A causa del nuovo Piano Spiaggia si è visto togliere la concessione per la sua attività. Allo sciopero della fame seguirà quello della sete

"Chiuso da un piano spiaggia a dir poco scandaloso voluto e portato a termine dai commissari dello Stato che hanno avallato in toto le scelte di tre tecnici incompetenti e di un funzionario regionale incapace. Vergogna". Sono le parole scritte su uno dei tanti manifesti esposti davanti al locale Mana Pub dell'imprenditore Pietro Macrì, incatenato da tre giorni al suo locale.

E ancora:

"Se questa è l'Italia mi vergogno di farne parte".
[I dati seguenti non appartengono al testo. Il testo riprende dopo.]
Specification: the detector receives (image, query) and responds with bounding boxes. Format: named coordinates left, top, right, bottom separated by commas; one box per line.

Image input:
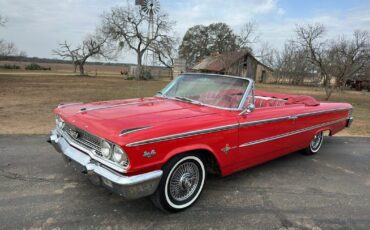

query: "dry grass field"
left=0, top=73, right=369, bottom=136
left=0, top=60, right=172, bottom=78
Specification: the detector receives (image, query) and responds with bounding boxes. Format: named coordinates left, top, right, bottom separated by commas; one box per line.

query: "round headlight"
left=56, top=116, right=64, bottom=129
left=112, top=145, right=128, bottom=166
left=55, top=116, right=60, bottom=126
left=101, top=141, right=112, bottom=158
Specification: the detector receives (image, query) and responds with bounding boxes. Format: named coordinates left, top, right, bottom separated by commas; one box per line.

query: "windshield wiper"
left=174, top=96, right=203, bottom=106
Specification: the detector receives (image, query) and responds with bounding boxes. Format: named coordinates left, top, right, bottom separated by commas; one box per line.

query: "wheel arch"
left=315, top=128, right=332, bottom=136
left=163, top=145, right=222, bottom=176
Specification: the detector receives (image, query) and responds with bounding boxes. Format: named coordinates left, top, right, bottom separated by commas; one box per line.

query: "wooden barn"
left=191, top=50, right=273, bottom=82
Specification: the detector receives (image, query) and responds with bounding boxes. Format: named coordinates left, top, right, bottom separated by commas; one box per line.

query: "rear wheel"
left=150, top=153, right=206, bottom=212
left=304, top=131, right=324, bottom=155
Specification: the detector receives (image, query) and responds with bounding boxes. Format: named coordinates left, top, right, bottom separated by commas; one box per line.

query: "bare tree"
left=256, top=41, right=277, bottom=67
left=53, top=41, right=79, bottom=72
left=149, top=35, right=178, bottom=78
left=237, top=21, right=259, bottom=49
left=53, top=34, right=113, bottom=75
left=274, top=41, right=316, bottom=85
left=328, top=31, right=370, bottom=89
left=295, top=24, right=370, bottom=99
left=0, top=41, right=19, bottom=56
left=0, top=15, right=26, bottom=57
left=101, top=3, right=174, bottom=79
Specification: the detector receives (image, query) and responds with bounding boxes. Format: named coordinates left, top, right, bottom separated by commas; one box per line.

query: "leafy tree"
left=179, top=23, right=239, bottom=66
left=179, top=22, right=257, bottom=67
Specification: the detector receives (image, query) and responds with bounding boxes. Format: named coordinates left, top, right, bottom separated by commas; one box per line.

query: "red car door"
left=234, top=105, right=300, bottom=171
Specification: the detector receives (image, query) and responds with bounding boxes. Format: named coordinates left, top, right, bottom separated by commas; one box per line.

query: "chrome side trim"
left=240, top=116, right=292, bottom=127
left=119, top=126, right=151, bottom=136
left=239, top=118, right=347, bottom=148
left=296, top=108, right=351, bottom=118
left=126, top=108, right=351, bottom=147
left=240, top=108, right=351, bottom=127
left=77, top=99, right=163, bottom=113
left=126, top=123, right=239, bottom=147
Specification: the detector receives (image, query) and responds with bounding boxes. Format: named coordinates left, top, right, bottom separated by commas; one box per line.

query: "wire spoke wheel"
left=151, top=154, right=206, bottom=212
left=169, top=162, right=200, bottom=202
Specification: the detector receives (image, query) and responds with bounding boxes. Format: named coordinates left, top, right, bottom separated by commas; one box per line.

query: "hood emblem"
left=143, top=150, right=156, bottom=158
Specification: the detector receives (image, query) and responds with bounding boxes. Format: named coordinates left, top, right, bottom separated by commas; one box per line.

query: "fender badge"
left=221, top=144, right=235, bottom=155
left=143, top=150, right=156, bottom=158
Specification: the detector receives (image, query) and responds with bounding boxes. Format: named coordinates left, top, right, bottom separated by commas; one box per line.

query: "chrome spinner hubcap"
left=311, top=133, right=323, bottom=150
left=169, top=162, right=200, bottom=202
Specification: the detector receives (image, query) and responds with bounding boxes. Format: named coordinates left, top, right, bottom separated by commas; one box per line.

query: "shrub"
left=0, top=64, right=21, bottom=69
left=25, top=63, right=51, bottom=71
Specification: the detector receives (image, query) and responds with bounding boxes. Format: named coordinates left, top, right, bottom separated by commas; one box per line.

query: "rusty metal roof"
left=192, top=50, right=273, bottom=72
left=192, top=50, right=250, bottom=72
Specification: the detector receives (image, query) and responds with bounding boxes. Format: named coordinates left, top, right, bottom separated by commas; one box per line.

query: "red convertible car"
left=49, top=73, right=353, bottom=212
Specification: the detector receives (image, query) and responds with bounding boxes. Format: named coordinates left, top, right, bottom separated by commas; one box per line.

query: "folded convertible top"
left=255, top=90, right=320, bottom=106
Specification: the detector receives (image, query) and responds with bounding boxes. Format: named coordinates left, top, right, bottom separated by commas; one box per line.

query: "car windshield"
left=160, top=74, right=250, bottom=109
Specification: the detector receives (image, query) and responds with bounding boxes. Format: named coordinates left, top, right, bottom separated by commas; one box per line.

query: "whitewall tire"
left=150, top=153, right=206, bottom=212
left=304, top=131, right=324, bottom=155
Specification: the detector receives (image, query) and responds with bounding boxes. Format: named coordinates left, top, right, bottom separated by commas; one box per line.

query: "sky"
left=1, top=0, right=370, bottom=64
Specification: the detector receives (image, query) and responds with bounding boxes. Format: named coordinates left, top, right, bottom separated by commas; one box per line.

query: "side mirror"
left=239, top=103, right=255, bottom=116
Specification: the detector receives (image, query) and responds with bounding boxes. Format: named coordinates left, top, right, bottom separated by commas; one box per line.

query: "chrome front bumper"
left=346, top=116, right=354, bottom=128
left=49, top=129, right=163, bottom=199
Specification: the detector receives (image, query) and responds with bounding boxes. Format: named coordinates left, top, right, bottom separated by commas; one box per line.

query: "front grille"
left=62, top=123, right=102, bottom=156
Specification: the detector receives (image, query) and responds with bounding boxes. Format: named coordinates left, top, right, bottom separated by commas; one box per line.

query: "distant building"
left=191, top=50, right=273, bottom=82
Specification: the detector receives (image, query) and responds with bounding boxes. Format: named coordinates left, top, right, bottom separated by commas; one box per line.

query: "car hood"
left=55, top=97, right=218, bottom=142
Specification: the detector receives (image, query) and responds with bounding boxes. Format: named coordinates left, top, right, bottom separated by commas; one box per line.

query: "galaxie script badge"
left=143, top=150, right=156, bottom=158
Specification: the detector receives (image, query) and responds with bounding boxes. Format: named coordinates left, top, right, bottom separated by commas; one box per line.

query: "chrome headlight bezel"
left=112, top=145, right=129, bottom=166
left=55, top=115, right=65, bottom=129
left=101, top=140, right=112, bottom=159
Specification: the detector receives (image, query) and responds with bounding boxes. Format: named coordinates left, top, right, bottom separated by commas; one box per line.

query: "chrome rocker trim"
left=49, top=129, right=163, bottom=199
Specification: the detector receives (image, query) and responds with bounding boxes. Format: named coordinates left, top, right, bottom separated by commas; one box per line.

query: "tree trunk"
left=79, top=64, right=85, bottom=76
left=73, top=63, right=77, bottom=73
left=136, top=52, right=143, bottom=80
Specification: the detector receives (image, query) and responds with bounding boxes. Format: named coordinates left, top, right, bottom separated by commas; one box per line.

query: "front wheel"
left=150, top=154, right=206, bottom=212
left=304, top=131, right=324, bottom=155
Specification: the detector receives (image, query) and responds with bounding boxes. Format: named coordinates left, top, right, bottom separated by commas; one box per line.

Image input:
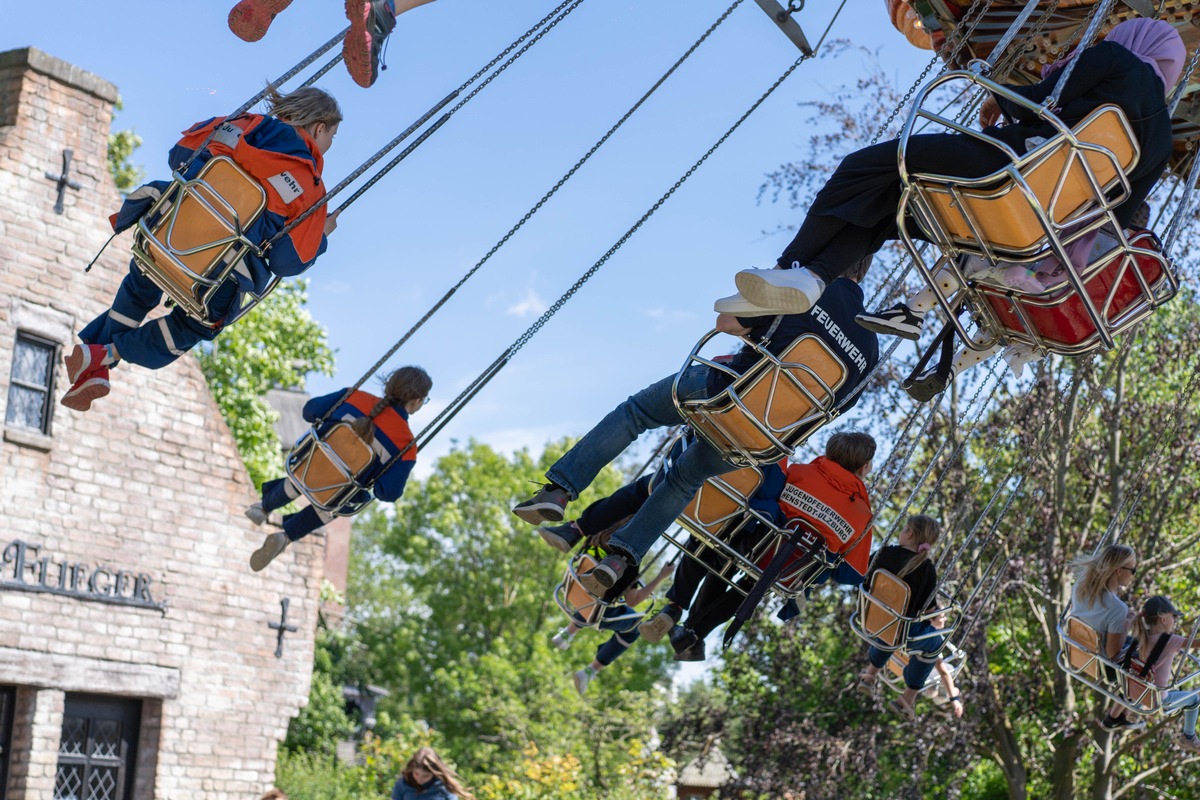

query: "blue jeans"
left=1165, top=689, right=1200, bottom=737
left=546, top=367, right=738, bottom=563
left=593, top=605, right=641, bottom=666
left=868, top=621, right=946, bottom=690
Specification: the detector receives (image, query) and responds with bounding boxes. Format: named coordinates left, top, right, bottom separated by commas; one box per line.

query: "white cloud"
left=505, top=288, right=548, bottom=317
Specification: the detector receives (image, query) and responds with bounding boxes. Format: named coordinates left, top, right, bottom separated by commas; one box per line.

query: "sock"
left=584, top=664, right=598, bottom=677
left=102, top=344, right=118, bottom=366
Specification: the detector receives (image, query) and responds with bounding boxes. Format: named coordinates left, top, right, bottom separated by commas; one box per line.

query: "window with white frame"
left=6, top=333, right=57, bottom=434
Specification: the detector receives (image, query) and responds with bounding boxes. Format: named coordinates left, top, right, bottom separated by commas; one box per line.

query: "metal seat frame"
left=659, top=463, right=840, bottom=601
left=553, top=552, right=649, bottom=630
left=130, top=155, right=276, bottom=328
left=672, top=331, right=845, bottom=469
left=880, top=640, right=969, bottom=698
left=1056, top=612, right=1200, bottom=717
left=895, top=69, right=1177, bottom=356
left=848, top=573, right=962, bottom=656
left=284, top=422, right=378, bottom=518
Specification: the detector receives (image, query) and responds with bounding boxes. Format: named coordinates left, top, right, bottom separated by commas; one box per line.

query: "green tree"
left=347, top=438, right=675, bottom=795
left=106, top=97, right=144, bottom=194
left=196, top=279, right=335, bottom=488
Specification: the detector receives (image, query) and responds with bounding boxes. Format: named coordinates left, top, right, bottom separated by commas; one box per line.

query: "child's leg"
left=906, top=269, right=961, bottom=314
left=1185, top=702, right=1199, bottom=738
left=261, top=476, right=302, bottom=514
left=107, top=281, right=236, bottom=369
left=594, top=617, right=639, bottom=667
left=281, top=505, right=334, bottom=543
left=78, top=262, right=165, bottom=350
left=950, top=342, right=1002, bottom=377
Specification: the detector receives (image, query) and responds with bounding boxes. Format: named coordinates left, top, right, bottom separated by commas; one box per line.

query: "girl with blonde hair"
left=248, top=366, right=431, bottom=570
left=392, top=746, right=474, bottom=800
left=1070, top=543, right=1137, bottom=661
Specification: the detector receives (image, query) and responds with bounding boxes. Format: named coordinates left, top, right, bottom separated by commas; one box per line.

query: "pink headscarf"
left=1041, top=18, right=1186, bottom=96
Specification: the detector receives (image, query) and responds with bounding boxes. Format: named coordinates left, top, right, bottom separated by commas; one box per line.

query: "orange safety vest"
left=777, top=456, right=873, bottom=575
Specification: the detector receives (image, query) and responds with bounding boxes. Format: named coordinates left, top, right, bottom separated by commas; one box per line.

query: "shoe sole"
left=735, top=271, right=817, bottom=315
left=513, top=501, right=565, bottom=526
left=60, top=377, right=109, bottom=412
left=228, top=0, right=291, bottom=42
left=537, top=527, right=573, bottom=553
left=578, top=567, right=616, bottom=597
left=572, top=673, right=588, bottom=696
left=854, top=315, right=921, bottom=341
left=250, top=537, right=288, bottom=572
left=903, top=374, right=948, bottom=403
left=638, top=612, right=676, bottom=643
left=672, top=647, right=706, bottom=662
left=63, top=345, right=96, bottom=384
left=344, top=0, right=381, bottom=88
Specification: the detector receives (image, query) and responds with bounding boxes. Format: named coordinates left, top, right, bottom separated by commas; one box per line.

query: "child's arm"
left=935, top=660, right=964, bottom=718
left=373, top=459, right=416, bottom=503
left=300, top=390, right=345, bottom=423
left=624, top=562, right=674, bottom=607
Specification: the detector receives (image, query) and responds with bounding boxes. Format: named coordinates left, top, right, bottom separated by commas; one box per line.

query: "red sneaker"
left=60, top=366, right=110, bottom=412
left=63, top=343, right=111, bottom=384
left=344, top=0, right=396, bottom=88
left=228, top=0, right=295, bottom=42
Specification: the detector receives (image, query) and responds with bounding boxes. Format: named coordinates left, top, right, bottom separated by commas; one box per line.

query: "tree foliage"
left=196, top=279, right=335, bottom=488
left=106, top=97, right=144, bottom=195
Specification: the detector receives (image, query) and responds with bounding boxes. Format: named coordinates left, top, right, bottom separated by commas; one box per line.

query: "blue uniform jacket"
left=303, top=389, right=417, bottom=503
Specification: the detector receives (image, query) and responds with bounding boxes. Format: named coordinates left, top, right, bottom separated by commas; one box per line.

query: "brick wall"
left=0, top=48, right=323, bottom=799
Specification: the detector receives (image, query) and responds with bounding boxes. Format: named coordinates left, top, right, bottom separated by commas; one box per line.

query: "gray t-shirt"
left=1071, top=582, right=1129, bottom=641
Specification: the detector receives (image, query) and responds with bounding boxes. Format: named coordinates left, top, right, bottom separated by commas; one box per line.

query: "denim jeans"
left=1164, top=689, right=1200, bottom=737
left=868, top=620, right=946, bottom=690
left=546, top=366, right=738, bottom=562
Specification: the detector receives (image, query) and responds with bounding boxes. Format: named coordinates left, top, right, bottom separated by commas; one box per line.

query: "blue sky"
left=3, top=0, right=932, bottom=473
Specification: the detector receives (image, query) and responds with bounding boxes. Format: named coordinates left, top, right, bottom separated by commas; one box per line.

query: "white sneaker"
left=734, top=266, right=826, bottom=315
left=551, top=627, right=575, bottom=650
left=573, top=668, right=593, bottom=696
left=713, top=292, right=783, bottom=317
left=250, top=532, right=289, bottom=572
left=245, top=502, right=268, bottom=526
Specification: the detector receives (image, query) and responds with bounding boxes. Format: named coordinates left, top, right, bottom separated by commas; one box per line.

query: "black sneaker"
left=856, top=303, right=924, bottom=340
left=669, top=624, right=699, bottom=654
left=513, top=484, right=570, bottom=525
left=538, top=521, right=581, bottom=553
left=638, top=603, right=683, bottom=643
left=1100, top=714, right=1146, bottom=732
left=578, top=553, right=629, bottom=596
left=673, top=637, right=707, bottom=662
left=344, top=0, right=397, bottom=88
left=903, top=365, right=954, bottom=403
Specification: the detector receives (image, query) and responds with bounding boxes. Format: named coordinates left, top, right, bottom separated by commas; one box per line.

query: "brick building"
left=0, top=48, right=327, bottom=799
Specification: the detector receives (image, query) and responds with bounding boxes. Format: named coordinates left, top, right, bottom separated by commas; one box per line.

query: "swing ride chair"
left=880, top=641, right=968, bottom=698
left=284, top=421, right=378, bottom=517
left=1056, top=612, right=1200, bottom=717
left=554, top=551, right=648, bottom=630
left=895, top=69, right=1177, bottom=356
left=672, top=332, right=847, bottom=469
left=129, top=155, right=273, bottom=328
left=849, top=569, right=961, bottom=659
left=658, top=463, right=837, bottom=601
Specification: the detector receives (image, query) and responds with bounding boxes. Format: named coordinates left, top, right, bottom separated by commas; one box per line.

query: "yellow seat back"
left=919, top=105, right=1137, bottom=254
left=691, top=335, right=847, bottom=459
left=861, top=570, right=911, bottom=648
left=1064, top=617, right=1102, bottom=683
left=886, top=650, right=910, bottom=680
left=564, top=553, right=604, bottom=625
left=293, top=423, right=376, bottom=505
left=142, top=156, right=267, bottom=294
left=681, top=467, right=764, bottom=535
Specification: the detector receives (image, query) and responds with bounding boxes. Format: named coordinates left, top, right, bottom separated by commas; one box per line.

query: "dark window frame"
left=54, top=694, right=141, bottom=800
left=0, top=685, right=14, bottom=800
left=6, top=332, right=58, bottom=435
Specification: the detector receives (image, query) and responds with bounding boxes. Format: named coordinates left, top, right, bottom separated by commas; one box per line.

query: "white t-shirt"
left=1071, top=583, right=1129, bottom=643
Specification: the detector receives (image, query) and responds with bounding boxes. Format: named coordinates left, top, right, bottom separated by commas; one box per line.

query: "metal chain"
left=312, top=0, right=746, bottom=425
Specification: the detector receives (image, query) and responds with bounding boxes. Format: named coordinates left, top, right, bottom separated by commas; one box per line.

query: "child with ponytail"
left=246, top=365, right=431, bottom=570
left=855, top=515, right=947, bottom=718
left=1101, top=595, right=1200, bottom=743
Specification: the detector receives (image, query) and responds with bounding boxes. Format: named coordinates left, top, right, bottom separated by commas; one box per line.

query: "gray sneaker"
left=250, top=531, right=289, bottom=572
left=538, top=521, right=582, bottom=553
left=513, top=485, right=570, bottom=525
left=245, top=502, right=268, bottom=526
left=578, top=553, right=629, bottom=596
left=638, top=604, right=682, bottom=643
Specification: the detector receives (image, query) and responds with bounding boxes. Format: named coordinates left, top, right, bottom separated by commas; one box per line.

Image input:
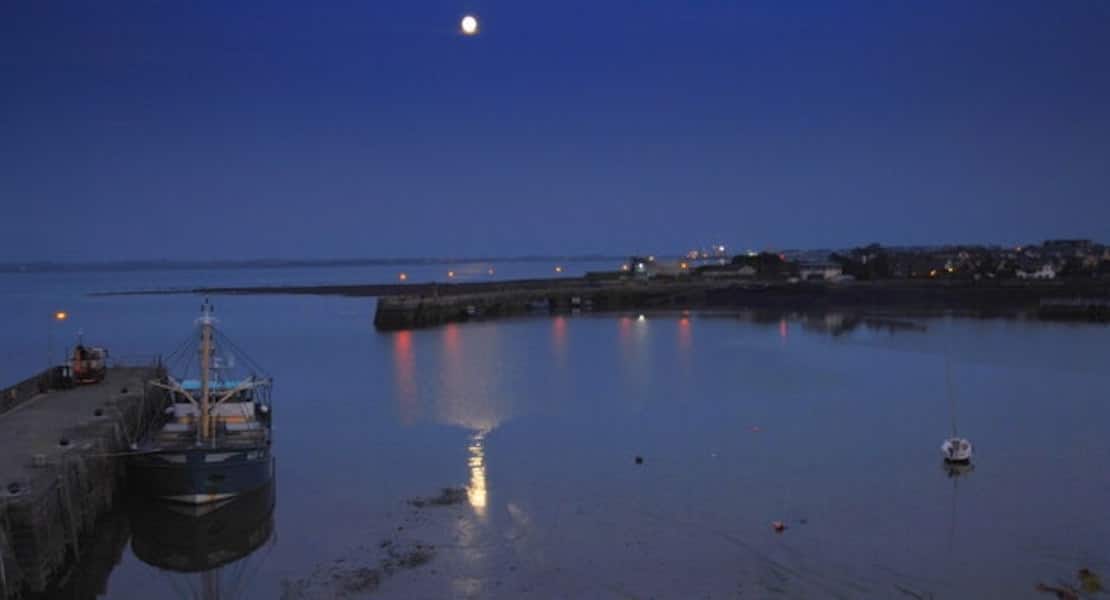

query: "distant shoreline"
left=90, top=276, right=595, bottom=297
left=0, top=255, right=626, bottom=275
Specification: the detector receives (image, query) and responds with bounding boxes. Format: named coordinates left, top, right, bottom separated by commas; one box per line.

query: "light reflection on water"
left=391, top=330, right=418, bottom=424
left=467, top=430, right=488, bottom=516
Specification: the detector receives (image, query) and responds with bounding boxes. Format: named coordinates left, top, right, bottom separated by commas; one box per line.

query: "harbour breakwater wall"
left=372, top=279, right=1110, bottom=330
left=0, top=367, right=165, bottom=599
left=373, top=281, right=721, bottom=330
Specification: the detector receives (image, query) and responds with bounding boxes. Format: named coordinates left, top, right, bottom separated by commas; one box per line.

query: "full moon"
left=460, top=15, right=479, bottom=35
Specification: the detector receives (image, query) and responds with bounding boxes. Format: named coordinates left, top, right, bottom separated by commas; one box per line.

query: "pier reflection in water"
left=133, top=482, right=275, bottom=600
left=55, top=482, right=276, bottom=600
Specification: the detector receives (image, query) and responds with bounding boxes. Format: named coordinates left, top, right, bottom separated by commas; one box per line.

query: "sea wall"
left=373, top=279, right=1110, bottom=330
left=0, top=368, right=165, bottom=599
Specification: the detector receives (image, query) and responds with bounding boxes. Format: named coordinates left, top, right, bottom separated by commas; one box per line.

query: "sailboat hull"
left=941, top=437, right=973, bottom=463
left=128, top=446, right=274, bottom=505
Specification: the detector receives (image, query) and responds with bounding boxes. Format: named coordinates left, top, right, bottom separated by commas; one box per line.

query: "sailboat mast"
left=199, top=303, right=213, bottom=443
left=946, top=355, right=957, bottom=437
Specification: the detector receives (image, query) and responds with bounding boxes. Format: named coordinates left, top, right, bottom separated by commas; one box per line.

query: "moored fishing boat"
left=128, top=300, right=273, bottom=505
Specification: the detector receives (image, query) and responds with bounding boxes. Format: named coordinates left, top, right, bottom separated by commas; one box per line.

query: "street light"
left=48, top=310, right=68, bottom=369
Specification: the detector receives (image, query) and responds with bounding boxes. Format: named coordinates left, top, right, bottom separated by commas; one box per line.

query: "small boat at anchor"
left=941, top=437, right=972, bottom=463
left=940, top=356, right=973, bottom=464
left=129, top=300, right=274, bottom=505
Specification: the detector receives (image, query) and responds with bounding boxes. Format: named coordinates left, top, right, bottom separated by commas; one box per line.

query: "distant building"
left=1017, top=264, right=1056, bottom=280
left=798, top=262, right=843, bottom=281
left=628, top=256, right=689, bottom=279
left=1043, top=239, right=1092, bottom=249
left=730, top=252, right=797, bottom=279
left=696, top=264, right=756, bottom=279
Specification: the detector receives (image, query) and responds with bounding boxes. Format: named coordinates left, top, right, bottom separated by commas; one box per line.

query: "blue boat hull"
left=128, top=446, right=273, bottom=505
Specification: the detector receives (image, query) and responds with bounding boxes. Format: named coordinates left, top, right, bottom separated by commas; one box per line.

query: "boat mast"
left=946, top=354, right=957, bottom=438
left=199, top=301, right=213, bottom=444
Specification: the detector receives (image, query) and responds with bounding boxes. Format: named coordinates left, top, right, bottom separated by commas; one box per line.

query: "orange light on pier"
left=398, top=272, right=408, bottom=282
left=54, top=311, right=68, bottom=321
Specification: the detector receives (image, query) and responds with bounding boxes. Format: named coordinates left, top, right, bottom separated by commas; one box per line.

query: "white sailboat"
left=940, top=356, right=973, bottom=463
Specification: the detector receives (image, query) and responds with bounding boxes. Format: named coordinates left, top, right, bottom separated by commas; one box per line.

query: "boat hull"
left=128, top=446, right=273, bottom=505
left=941, top=437, right=973, bottom=463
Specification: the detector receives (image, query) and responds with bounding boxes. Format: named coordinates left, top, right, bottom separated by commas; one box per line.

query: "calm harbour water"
left=3, top=265, right=1109, bottom=599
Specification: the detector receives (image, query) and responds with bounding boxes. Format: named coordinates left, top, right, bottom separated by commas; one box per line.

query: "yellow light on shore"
left=54, top=311, right=68, bottom=321
left=554, top=265, right=564, bottom=273
left=448, top=271, right=456, bottom=279
left=398, top=273, right=408, bottom=281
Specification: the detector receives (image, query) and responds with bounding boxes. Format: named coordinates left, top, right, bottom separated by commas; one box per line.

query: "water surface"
left=3, top=269, right=1108, bottom=599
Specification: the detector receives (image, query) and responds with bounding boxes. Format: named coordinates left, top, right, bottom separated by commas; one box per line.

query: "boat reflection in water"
left=129, top=480, right=276, bottom=597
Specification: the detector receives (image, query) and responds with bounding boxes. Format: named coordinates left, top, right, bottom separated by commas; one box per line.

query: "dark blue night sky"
left=3, top=1, right=1108, bottom=261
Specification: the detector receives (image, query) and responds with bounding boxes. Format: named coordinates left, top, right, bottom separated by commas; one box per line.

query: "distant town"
left=5, top=240, right=1109, bottom=283
left=621, top=239, right=1110, bottom=283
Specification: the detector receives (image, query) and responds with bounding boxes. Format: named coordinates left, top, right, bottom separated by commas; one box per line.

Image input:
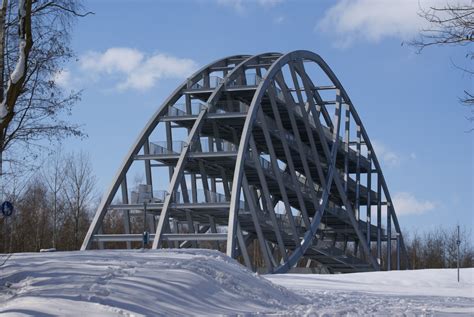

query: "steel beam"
left=83, top=50, right=408, bottom=274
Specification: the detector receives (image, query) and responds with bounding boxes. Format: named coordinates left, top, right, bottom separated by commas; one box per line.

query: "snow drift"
left=0, top=249, right=473, bottom=316
left=0, top=249, right=305, bottom=316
Sono i messaggi dei cartelloni esposti accanto al locale Manà Pub di Scilla. Titolare della piccola attività al termine di Marina Grande, Macrì lamenta la privazione degli 80 mq prima concessi dagli stessi commissari del Comune di Scilla e poi tolti a causa del nuovo piano spiaggia.

"Senza spiaggia io non posso lavorare".

MACRI', SCARANO E IL SINDACO CICCONE A LIVE BREAK

Oggi pomeriggio sulla pagina FB CityNow, a Live Break, il nuovo format di CityNow, alle ore 13:50, intervisteremo in diretta l'imprenditore Pietro Macrì, insieme ad un altra nota imprenditrice della zona, Francesca Scarano del Krataiis. Interverrà ai nostri microfoni anche il sindaco di Scilla Pasqualino Ciccone.

"Se taccio sono connivente".

E' l'altro piccolo cartello, posizionato accanto al locale di Macrì.